Whack me upside the head – go ahead.
I was putting together a presentation recently for a workshop about writing mysteries and I wanted to make the point that the variety of ideas for mysteries—setting, characters, plots and themes—is endless.
I thought it might be insightful and instructive (maybe even interesting) to look at recent Edgar Award Winners.
So I made up a nifty PowerPoint slide for three books and included, verbatim, the description of each story.
The first was Lou Berney’s The Long and Far Away Gone, winner of the Edgar Award for best paperback original.
(What a great title.)
Summary: In the summer of 1986, two tragedies rocked Oklahoma City. Six movie-theater employees were killed in an armed robbery, while one inexplicably survived. Then, a teenage girl vanished from the annual State Fair. Neither crime was ever solved. Twenty-five years later, the reverberations of those unsolved cases quietly echo through survivors’ lives. A private investigator in Vegas, Wyatt’s latest inquiry takes him back to a past he’s tried to escape—and drags him deeper into the harrowing mystery of the movie house robbery that left six of his friends dead.

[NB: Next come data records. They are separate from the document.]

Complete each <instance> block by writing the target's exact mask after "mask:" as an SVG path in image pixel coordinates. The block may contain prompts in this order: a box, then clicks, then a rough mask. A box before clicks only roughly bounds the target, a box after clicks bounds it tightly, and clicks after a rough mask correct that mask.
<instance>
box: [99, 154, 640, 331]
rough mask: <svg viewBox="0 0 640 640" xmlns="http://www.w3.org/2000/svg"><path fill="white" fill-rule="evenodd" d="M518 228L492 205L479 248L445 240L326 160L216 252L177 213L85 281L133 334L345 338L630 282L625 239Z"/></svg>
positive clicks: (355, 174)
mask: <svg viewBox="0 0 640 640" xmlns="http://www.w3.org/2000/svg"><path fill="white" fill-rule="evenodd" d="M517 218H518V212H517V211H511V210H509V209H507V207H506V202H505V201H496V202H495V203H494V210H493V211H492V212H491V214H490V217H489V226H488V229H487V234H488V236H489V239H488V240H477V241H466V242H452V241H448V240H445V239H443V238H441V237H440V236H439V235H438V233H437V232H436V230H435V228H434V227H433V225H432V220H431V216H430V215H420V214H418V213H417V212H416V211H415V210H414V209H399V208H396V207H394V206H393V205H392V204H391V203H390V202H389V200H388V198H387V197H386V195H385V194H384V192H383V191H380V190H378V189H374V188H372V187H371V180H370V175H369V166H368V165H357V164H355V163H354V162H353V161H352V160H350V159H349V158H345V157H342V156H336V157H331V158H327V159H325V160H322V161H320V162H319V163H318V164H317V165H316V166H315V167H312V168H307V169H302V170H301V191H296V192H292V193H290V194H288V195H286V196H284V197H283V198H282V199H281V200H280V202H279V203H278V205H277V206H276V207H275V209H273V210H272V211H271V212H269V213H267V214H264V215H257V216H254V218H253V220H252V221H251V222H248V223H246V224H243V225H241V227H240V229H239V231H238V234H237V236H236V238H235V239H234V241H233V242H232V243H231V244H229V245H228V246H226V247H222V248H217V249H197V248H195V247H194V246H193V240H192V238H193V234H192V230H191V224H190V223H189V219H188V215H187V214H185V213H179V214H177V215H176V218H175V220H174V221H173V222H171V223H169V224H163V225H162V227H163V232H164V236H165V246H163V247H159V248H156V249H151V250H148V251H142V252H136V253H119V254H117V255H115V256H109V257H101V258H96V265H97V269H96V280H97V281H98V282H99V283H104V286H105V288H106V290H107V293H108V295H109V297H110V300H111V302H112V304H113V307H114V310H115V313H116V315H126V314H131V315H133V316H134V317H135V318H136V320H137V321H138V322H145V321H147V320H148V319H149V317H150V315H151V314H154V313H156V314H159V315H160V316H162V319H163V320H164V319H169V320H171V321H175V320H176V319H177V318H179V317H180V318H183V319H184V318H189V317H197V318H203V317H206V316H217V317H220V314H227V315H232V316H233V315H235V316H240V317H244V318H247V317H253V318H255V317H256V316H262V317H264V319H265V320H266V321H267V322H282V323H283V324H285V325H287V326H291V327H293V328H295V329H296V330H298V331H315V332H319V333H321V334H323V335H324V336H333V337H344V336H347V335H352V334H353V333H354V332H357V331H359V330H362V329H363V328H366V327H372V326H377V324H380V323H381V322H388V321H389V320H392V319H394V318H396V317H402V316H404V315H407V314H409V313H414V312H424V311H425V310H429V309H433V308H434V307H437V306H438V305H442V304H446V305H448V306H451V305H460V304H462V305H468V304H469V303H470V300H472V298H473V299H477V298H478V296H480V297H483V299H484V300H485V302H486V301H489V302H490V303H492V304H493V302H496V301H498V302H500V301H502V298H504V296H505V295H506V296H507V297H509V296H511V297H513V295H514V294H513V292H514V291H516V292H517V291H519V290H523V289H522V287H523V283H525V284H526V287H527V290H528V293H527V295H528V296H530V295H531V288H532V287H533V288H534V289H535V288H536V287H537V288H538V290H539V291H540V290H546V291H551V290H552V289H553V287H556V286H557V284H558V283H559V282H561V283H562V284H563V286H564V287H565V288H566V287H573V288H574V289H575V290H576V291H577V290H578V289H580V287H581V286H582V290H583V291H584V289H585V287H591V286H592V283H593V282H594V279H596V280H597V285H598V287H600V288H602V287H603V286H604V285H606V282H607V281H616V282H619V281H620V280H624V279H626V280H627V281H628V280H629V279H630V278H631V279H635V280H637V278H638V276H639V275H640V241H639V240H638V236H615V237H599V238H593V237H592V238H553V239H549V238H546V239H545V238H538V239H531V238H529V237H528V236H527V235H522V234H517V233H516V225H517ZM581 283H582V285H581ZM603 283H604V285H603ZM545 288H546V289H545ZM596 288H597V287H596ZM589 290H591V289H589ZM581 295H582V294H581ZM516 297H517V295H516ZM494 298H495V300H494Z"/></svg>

The second was for Lori Roy’s Let Me Dies in His Footsteps, winner of the Edgar Award for best novel. (Best novel!)
Summary: On a dark Kentucky night in 1952 exactly halfway between her fifteenth and sixteenth birthdays, Annie Holleran crosses into forbidden territory. Everyone knows Hollerans don’t go near Baines, not since Joseph Carl was buried two decades before, but, armed with a silver-handled flashlight, Annie runs through her family’s lavender fields toward the well on the Baines’ place. At the stroke of midnight, she gazes into the water in search of her future. Not finding what she had hoped for, she turns from the well and when the body she sees there in the moonlight is discovered come morning, Annie will have much to explain and a past to account for.
The third was Lori Rader-Day’s Little Pretty Things, winner of the Mary Higgins Clark Award. (Love this title, too.)
Juliet Townsend is used to losing. Back in high school, she lost every track team race to her best friend, Madeleine Bell. Ten years later, she’s still running behind, stuck in a dead-end job cleaning rooms at the Mid-Night Inn, a one-star motel that attracts only the cheap or the desperate. But what life won’t provide, Juliet takes. Then one night, Maddy checks in. Well-dressed, flashing a huge diamond ring, and as beautiful as ever, Maddy has it all. By the next morning, though, Juliet is no longer jealous of Maddy—she’s the chief suspect in her murder. To protect herself, Juliet investigates the circumstances of her friend’s death. But what she learns about Maddy’s life might cost Juliet everything she didn’t realize she had.
I haven’t read any of these books—but I want to read them all!
Right?
In putting together the presentation, it was easy to spot the fuel for each fire.
Berney: Twenty-five years later…
Roy: Two decades before…
Rader-Day: Back in high school…
I know it’s obvious.
It’s a simple point.
But characters are nothing if not for their backstory.
Characters don’t walk onto the page without having been bruised or beaten or worse. They have had a life.
If your character’s past is dull, gray, bland, flat, flavorless, vanilla, and drama-free, you may not have a character. Or much of a story. Sure, it’s what happened to your character but it’s also how your character responded to those key moments. That’s where character—and your story—is forged.
Now I see backstory everywhere I look. “Happy Valley”—the best Netflix thing I’ve seen in a long, long time. The writers backed up a dump truck full of backstory and piled it on West Yorkshire sergeant Catherine Cawood. (The “happy” in Happy Valley isn’t so happy.) And I just read a taut novel called Brighton, by Michael Harvey, and backstory drives “front” story like a seamless Mobius strip of tension and action.
As I said, an obvious point.
But if you’re struggling with a plot or the “now,” you might take a look at the past.
Interesting insight. Thanks for the Netflix tip about Happy Valley. PS. I just finished Lori Rader Day’s Little Pretty Things. Do yourself a favor and pick it up! (Then write us a blog about close point of view and how to use it to really make the story impossible to put down.)
Thanks, Shannon. Little Pretty Things on my list! And, in fact, on my stack.